Fig. 4. LI-rMS modulates gene expression in denervated hemicerebellar plates.

(A) c-fos (red) in Purkinje cell (cyan) and GABAergic (GABA-releasing) interneuron (green) nuclei (arrows). Scale bars, 20 μm. Photo credit: T. Dufor, Sorbonne Université, UMR 8256 Biological Adaptation and Ageing. PV, parvalbumin. (B) c-fos–positive profiles per square millimeter (means ± SEM) in sham (n = 8), BHFS (n = 6), iTBS (n = 9), R-iTBS (n = 4), or cTBS (n = 7) hemicerebella (ANOVA and Tukey post hoc comparison, F_4,29 = 7.3, P < 0.001; compared to sham: BHFS, P = 0.001; iTBS, P = 0.16; R-iTBS, P < 0.001; cTBS, P = 0.68). (C) c-fos labeling does not reflect stimulation pulse number (Pearson coefficient, P = 0.30), although changes in patterns may also contribute to this effect; color codes are the same as in (B). (D) Percentage of calbindin- or parvalbumin-positive cells that are double-labeled c-fos/calbindin (“PCs”) or c-fos/parvalbumin (“INs”; means ± SEM) in sham controls or after BHFS, iTBS, or R-iTBS (Fisher’s exact test, compared with sham; BHFS: Purkinje cells, P < 0.001; interneurons, P = 0.006; iTBS: Purkinje cells, P < 0.001; interneurons, P = 0.001; R-iTBS: Purkinje cells, P = 0.827; interneurons, P = 0.682; cTBS: Purkinje cells, P = 0.50; interneurons, P = 0.61). (E) Heatmap showing expression changes of 22 genes from the mouse neurotrophins and receptors polymerase chain reaction (PCR) array after BHFS, iTBS, or R-iTBS. Red, up-regulated (P < 0.05); orange, strong trend for up-regulation (0.05 < P < 0.1); royal blue, down-regulated (P < 0.05); light blue, strong tend for down-regulation (0.05 < P < 0.1); gray, no change. CB, calbindin. Compared with sham, **P < 0.01, ***P < 0.001. Color codes are the same as in (B).

Fig. 5. Cryptochromes are required for LI-rMS–induced postlesion repair.

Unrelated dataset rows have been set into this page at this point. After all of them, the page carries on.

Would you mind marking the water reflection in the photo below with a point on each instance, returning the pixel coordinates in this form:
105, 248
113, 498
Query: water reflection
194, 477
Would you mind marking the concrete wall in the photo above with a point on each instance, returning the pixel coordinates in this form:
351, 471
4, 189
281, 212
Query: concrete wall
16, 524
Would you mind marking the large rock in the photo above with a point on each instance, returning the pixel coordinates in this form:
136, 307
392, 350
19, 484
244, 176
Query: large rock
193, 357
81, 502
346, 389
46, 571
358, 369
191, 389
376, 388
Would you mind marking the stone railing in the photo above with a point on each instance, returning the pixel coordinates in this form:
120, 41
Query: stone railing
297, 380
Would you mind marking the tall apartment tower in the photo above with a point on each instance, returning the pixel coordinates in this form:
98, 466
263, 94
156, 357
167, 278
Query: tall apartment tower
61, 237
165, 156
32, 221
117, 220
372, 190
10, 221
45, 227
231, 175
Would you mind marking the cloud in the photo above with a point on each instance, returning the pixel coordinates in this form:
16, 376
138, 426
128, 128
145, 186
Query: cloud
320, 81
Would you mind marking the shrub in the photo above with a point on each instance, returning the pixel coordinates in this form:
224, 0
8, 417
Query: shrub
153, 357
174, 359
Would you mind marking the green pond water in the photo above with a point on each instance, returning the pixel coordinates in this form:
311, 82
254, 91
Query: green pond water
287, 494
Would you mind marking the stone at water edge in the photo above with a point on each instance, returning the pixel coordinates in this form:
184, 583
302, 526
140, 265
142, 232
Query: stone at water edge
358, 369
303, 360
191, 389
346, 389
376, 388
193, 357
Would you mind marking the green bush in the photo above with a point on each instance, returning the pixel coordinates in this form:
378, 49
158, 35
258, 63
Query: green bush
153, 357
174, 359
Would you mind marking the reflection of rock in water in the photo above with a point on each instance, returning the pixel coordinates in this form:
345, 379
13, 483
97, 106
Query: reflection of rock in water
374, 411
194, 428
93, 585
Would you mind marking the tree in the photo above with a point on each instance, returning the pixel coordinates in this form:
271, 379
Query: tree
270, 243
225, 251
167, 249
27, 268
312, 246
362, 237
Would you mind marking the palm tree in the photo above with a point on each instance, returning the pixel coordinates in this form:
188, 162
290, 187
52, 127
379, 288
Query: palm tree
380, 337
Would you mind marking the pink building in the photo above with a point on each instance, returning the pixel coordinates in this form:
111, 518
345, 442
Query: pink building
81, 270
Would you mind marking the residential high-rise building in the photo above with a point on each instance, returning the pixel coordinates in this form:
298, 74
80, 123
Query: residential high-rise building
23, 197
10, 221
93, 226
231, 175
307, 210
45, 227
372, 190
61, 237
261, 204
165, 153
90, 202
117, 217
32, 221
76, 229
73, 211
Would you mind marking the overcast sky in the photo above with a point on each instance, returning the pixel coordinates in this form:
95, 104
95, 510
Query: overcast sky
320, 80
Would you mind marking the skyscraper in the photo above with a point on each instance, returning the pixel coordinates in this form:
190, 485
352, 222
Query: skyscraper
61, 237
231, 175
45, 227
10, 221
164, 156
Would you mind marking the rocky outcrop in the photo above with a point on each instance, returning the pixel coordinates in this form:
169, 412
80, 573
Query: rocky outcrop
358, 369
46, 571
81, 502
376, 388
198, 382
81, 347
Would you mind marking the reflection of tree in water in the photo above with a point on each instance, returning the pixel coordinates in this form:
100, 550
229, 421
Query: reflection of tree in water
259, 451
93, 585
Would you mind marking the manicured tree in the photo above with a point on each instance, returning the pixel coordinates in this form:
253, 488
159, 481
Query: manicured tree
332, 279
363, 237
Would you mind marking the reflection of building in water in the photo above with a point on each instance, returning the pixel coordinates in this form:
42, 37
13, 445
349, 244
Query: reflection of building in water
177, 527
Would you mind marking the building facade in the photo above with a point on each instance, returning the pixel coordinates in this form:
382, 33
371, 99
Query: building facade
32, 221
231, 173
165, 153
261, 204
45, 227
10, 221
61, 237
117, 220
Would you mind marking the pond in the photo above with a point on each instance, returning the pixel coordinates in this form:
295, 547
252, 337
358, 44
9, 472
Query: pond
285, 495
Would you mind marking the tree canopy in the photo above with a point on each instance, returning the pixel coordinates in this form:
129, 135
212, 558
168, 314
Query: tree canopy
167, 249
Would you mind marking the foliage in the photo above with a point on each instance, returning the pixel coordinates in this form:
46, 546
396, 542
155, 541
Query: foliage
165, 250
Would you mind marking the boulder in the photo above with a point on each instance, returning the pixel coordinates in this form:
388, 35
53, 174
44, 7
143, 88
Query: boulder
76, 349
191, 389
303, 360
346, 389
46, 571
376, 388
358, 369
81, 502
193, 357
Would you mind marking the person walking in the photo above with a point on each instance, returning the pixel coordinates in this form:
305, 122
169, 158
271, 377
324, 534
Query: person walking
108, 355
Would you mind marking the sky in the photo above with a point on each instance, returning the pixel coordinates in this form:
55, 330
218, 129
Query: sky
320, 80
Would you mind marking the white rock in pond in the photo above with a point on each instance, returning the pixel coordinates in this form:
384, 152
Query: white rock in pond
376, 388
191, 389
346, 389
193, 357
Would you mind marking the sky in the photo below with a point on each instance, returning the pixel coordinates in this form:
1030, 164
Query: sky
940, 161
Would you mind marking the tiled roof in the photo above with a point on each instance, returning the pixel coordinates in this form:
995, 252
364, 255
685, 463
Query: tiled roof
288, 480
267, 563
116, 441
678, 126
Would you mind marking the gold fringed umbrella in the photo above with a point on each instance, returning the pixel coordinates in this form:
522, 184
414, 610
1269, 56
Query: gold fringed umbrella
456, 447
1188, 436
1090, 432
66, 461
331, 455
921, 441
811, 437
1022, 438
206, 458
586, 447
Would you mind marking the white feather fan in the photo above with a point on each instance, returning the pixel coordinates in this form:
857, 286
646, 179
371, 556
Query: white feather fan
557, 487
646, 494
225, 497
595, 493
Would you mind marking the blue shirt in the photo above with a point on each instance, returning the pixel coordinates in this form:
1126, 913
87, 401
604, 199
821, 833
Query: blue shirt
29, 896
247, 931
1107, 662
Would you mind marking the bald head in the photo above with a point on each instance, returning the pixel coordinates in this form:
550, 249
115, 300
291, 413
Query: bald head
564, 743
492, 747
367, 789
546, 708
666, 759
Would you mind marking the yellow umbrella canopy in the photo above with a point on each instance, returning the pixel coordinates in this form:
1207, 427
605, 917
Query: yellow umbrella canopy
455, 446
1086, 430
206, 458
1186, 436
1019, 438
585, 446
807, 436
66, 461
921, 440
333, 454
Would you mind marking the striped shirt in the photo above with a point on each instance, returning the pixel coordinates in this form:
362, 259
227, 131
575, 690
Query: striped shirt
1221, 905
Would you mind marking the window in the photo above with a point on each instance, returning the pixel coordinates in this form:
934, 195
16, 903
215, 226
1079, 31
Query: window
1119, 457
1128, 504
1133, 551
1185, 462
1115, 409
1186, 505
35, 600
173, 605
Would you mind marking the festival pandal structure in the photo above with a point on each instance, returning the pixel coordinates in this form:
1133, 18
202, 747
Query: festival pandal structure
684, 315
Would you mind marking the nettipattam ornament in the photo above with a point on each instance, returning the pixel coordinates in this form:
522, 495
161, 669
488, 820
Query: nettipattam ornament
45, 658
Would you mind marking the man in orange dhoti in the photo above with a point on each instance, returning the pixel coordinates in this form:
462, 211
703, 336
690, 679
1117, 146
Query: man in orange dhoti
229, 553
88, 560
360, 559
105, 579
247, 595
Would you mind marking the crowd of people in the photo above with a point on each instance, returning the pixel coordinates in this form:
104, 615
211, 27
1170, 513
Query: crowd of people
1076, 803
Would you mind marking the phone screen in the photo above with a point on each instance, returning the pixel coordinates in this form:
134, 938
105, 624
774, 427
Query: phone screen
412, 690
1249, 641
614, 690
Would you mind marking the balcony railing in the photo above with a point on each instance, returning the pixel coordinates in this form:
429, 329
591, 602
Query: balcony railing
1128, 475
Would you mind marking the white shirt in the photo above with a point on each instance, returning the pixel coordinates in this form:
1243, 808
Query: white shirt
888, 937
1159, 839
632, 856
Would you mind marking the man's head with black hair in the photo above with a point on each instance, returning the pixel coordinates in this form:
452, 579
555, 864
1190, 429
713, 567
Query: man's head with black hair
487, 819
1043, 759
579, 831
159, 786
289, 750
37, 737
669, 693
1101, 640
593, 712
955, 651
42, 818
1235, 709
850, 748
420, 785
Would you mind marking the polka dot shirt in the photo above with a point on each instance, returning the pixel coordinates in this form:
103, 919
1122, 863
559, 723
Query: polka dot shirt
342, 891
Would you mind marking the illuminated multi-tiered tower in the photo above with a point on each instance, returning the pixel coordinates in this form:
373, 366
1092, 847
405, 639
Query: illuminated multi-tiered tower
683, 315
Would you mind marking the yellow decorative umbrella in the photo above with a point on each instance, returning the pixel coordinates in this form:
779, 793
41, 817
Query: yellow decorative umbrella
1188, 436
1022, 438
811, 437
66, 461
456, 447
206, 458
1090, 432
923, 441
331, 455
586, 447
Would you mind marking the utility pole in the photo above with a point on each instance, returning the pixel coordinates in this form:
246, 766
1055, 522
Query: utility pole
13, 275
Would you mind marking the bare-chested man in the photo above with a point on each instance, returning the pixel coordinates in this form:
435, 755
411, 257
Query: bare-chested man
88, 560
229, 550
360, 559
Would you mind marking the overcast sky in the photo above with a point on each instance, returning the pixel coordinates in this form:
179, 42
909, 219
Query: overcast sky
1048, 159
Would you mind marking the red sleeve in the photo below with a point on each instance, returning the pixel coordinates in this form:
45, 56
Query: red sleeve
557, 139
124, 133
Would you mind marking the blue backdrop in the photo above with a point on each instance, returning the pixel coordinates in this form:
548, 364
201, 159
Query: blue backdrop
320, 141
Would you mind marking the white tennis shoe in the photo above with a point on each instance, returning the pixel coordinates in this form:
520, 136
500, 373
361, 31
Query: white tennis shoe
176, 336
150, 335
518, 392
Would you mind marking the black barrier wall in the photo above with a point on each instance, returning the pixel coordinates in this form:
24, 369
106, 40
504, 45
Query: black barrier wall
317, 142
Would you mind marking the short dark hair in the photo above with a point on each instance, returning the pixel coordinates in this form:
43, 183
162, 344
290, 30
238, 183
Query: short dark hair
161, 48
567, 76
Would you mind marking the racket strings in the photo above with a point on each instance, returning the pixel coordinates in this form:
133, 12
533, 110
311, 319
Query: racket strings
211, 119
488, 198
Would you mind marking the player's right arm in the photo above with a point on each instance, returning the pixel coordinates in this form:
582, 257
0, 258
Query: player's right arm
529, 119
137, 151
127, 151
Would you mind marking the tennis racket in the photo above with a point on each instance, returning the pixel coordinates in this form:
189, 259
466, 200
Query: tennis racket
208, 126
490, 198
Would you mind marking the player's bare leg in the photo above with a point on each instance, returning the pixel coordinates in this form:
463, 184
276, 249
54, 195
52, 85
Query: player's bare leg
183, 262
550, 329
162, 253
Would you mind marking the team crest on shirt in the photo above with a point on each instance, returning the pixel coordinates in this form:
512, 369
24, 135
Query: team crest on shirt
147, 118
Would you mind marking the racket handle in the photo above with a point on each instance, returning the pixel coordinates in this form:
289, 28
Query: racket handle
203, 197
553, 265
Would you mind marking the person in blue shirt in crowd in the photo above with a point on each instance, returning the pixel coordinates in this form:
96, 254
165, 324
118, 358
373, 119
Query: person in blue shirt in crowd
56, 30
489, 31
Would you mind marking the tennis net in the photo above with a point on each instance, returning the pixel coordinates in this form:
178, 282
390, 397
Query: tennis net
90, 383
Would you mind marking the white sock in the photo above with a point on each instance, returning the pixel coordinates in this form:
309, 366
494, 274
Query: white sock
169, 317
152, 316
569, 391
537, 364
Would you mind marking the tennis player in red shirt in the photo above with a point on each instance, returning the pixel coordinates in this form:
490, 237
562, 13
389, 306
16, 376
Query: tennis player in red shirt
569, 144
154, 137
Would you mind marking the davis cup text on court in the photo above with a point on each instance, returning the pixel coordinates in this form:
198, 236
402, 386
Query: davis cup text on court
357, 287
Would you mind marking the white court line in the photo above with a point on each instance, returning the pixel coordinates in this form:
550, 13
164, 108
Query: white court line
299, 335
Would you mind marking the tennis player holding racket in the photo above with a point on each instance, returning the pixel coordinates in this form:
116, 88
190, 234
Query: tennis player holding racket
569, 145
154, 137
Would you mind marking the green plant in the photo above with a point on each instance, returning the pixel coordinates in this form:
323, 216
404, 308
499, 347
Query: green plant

Percentage of reinnervated PCs in the proximal zone of grafted cerebellar plates from explants of WT or Cry1^−/−Cry2^−/− (DKO) embryos. In DKO explants, BHFS (n = 7) did not induce reinnervation compared with sham (n = 10) (one-way ANOVA with Tukey post hoc; P = 0.946), whereas BDNF (n = 7) did (P < 0.001). “WT BHFS” is given for comparison from Fig. 2.